Nach Ansicht der Jury verkörpert diese Website auf ungewöhnliche und eindrucksvolle Weise die Netzwerkstruktur des Internets. Überraschend: "Die englische Blogosphäre hingegen reagierte aus unserer Sicht eher verhalten auf die Awards", so Baumhauer. Weitere Sieger der Jury-Wertung sind: Das spanische Weblog "La Malarosa" (Best Design), Moodless.net (Best Journalistic Blog Arabic), Lessig Blog (Best Journalistic Blog English), Ponto Media (Best Journalistic Blog Portuguese), Natasha Mozgovaya (Best Journalistic Blog Russian), Periodistas 21 (Best Journalistic Blog Spanish).

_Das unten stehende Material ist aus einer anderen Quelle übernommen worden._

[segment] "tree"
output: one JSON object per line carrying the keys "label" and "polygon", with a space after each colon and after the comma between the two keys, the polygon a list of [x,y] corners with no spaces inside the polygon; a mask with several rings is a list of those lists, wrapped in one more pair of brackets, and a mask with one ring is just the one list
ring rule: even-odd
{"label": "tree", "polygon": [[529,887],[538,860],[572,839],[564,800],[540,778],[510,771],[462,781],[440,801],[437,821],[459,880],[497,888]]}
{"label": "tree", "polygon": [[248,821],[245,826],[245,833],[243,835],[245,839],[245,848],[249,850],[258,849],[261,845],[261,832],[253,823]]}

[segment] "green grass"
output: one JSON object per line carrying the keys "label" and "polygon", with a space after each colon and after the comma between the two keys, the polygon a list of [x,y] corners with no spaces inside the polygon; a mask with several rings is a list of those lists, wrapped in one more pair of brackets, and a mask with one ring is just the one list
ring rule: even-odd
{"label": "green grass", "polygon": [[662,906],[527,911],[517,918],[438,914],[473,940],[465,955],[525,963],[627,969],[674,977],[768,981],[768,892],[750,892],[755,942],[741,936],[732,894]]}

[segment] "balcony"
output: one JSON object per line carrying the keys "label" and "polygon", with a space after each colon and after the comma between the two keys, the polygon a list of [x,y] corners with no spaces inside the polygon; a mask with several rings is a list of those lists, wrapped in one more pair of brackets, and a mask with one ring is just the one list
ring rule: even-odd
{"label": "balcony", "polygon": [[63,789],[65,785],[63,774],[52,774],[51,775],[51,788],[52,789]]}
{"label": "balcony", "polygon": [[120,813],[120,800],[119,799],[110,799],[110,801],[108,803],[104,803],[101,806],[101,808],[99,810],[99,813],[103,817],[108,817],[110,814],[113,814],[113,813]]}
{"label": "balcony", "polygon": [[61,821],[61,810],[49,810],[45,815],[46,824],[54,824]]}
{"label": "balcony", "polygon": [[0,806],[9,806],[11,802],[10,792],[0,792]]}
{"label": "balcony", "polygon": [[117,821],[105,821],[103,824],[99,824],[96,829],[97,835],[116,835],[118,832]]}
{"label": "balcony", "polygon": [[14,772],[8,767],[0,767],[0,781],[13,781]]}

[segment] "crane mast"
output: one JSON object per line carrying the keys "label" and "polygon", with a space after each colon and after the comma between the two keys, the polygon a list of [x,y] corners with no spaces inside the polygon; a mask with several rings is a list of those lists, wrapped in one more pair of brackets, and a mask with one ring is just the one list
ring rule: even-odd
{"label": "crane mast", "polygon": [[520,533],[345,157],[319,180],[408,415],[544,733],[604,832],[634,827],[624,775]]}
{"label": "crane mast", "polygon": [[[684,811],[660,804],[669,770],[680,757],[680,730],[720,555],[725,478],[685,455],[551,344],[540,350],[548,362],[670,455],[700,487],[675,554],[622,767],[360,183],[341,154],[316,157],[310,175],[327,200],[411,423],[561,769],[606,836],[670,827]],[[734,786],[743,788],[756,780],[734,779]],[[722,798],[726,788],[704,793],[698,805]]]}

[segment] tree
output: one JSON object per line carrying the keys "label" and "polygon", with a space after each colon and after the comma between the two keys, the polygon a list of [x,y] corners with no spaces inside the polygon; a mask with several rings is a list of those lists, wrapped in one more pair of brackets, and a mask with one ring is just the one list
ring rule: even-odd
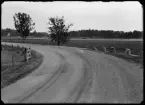
{"label": "tree", "polygon": [[48,27],[51,42],[57,43],[59,46],[60,44],[64,44],[69,40],[69,33],[68,30],[72,24],[65,25],[64,17],[51,17],[49,18]]}
{"label": "tree", "polygon": [[33,23],[31,17],[26,13],[15,13],[13,16],[14,25],[17,32],[23,38],[23,42],[30,32],[34,29],[35,23]]}

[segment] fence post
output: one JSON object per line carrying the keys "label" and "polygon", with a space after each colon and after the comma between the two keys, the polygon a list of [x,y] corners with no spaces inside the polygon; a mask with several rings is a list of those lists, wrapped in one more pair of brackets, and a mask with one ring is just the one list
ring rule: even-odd
{"label": "fence post", "polygon": [[107,49],[106,49],[106,47],[103,47],[103,49],[104,49],[104,52],[107,53]]}
{"label": "fence post", "polygon": [[128,49],[128,48],[126,48],[126,50],[125,50],[125,54],[127,54],[127,55],[131,55],[131,50]]}
{"label": "fence post", "polygon": [[140,57],[143,57],[143,51],[140,51],[139,55],[140,55]]}
{"label": "fence post", "polygon": [[94,47],[95,51],[98,51],[98,49],[96,47]]}
{"label": "fence post", "polygon": [[115,47],[110,47],[111,49],[113,49],[113,53],[116,53],[116,49],[115,49]]}
{"label": "fence post", "polygon": [[31,58],[31,49],[30,49],[30,47],[27,48],[26,58],[27,58],[27,61]]}

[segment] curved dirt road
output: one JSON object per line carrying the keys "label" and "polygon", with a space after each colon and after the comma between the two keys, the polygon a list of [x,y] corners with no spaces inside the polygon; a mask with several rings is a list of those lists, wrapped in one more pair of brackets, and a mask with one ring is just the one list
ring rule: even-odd
{"label": "curved dirt road", "polygon": [[[21,44],[22,45],[22,44]],[[75,47],[29,45],[42,65],[1,90],[6,103],[140,103],[143,70],[99,52]]]}

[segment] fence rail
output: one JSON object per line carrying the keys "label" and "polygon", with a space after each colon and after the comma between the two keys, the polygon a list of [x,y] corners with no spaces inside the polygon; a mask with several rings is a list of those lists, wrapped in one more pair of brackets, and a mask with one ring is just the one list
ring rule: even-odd
{"label": "fence rail", "polygon": [[[4,45],[6,47],[6,49],[4,49],[4,47],[1,46],[1,51],[4,51],[4,50],[14,51],[14,50],[17,50],[17,49],[22,49],[21,52],[24,54],[25,60],[29,61],[29,59],[31,59],[31,48],[30,47],[24,47],[24,46],[20,46],[20,45],[7,44],[5,42],[1,42],[1,45]],[[14,66],[14,56],[13,55],[12,55],[12,64]]]}

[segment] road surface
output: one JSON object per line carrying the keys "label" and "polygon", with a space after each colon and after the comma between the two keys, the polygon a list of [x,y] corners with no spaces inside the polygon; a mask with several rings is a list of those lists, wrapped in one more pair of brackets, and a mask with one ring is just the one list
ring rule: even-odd
{"label": "road surface", "polygon": [[[18,44],[18,43],[17,43]],[[15,45],[17,45],[15,44]],[[143,69],[100,52],[31,44],[41,66],[1,89],[5,103],[140,103]]]}

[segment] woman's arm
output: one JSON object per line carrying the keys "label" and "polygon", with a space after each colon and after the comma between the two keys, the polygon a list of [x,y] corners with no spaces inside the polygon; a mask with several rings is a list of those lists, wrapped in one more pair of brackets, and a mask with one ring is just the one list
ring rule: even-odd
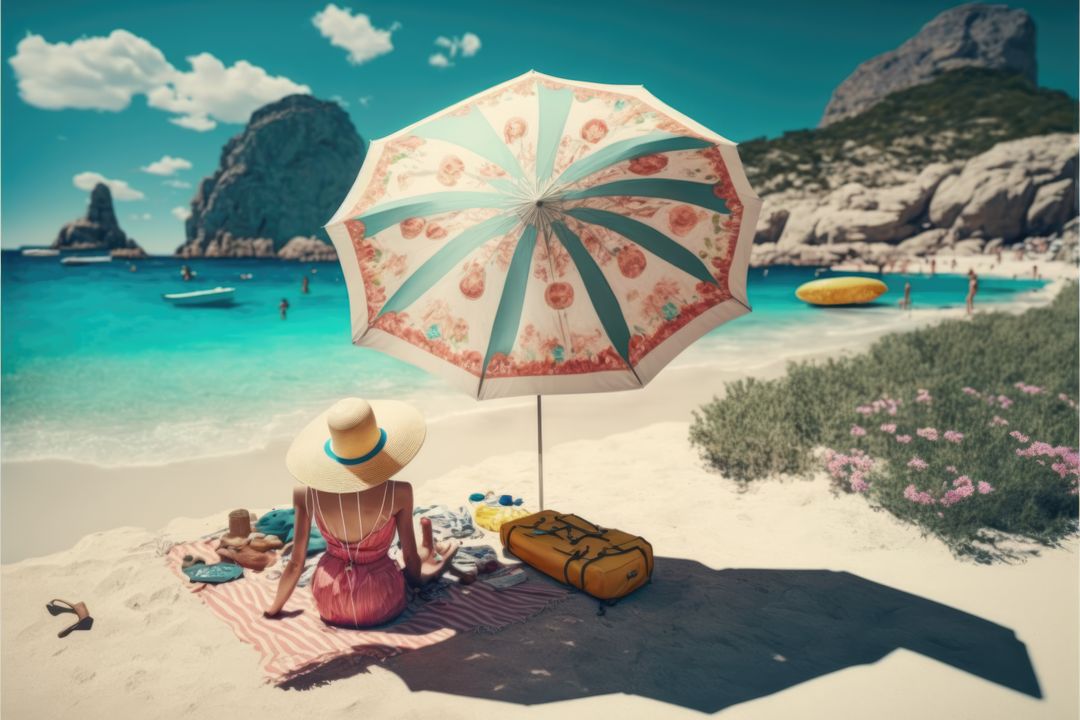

Viele Sprachen, viele Blogs
Für die zehnköpfige Jury geht mit der Veröffentlichung der Gewinner eine arbeitsreiche Phase zu Ende. "Das Niveau der eingereichten Blogs war sehr hoch", berichtet DW-Redakteur, Weblog-Veteran und Jury-Mitglied Konstantin Klein. "Für mich waren Aktualität und Originalität wichtige Kriterien." Der russische Internet-Manager Anton Nossik geht noch weiter. Er war "auf der Suche nach Weblogs mit einem praktischen Gebrauchswert, die eine Innovation für die Weblog-Szene bedeuten."
Hinzu kam: "Wir mussten uns die Blogs sehr genau anschauen. Was heute ein wirklich gutes Blog ist, kann morgen schon ein schlechtes Blog sein", so Jury-Mitglied Jörg Kantel. Als der "Schockwellenreiter" ist er der wohl bekannteste deutsche Blogger. Eine große Herausforderung stellte auch die Vielsprachigkeit des Wettbewerbs dar. Für die redaktionelle Unterstützung in den sieben Wettbewerbssprachen sorgten deswegen Redakteure der Schwerpunktsprachen von DW-WORLD, dem Internetangebot der Deutschen Welle.
Über 67.000 Online-Stimmen
Insgesamt präsentiert DW-WORLD 22 Preisträger in elf Kategorien. Die Jury-Preisträger wurden durch eine ebenso internationale wie hochkarätige Jury aus zehn unabhängigen Journalisten, Medienwissenschaftlern und Weblog-Experten ermittelt.
Außer den elf Jury-Awards wurden bei den BOBs-Awards auch noch elf gut dotierte User-Awards vergeben. In der Kategorie "Best Weblog" ging der User-Preis an "Für eine Handvoll Pixel" ("Por um punhado de pixels") von Nemo Nox, einem Pionier brasilianischen Blogger-Szene. An dem Online-Voting beteiligten sich über 67.000 User. Ein Ergebnis, mit dem Holger Hank, Redaktionsleiter von DW-WORLD.DE, sehr zufrieden ist. "Unsere Intention war es, mit der internationalen Weblog-Community in Kontakt zu treten. Das ist uns gelungen." Und Hank ist sich sicher: "Weblogs sind ein Internet-Format mit Zukunft". Eine solche haben deshalb wohl auch "TheBobs". Redaktionsleiter Hank: "2005 sind wir aller Voraussicht nach wieder dabei!"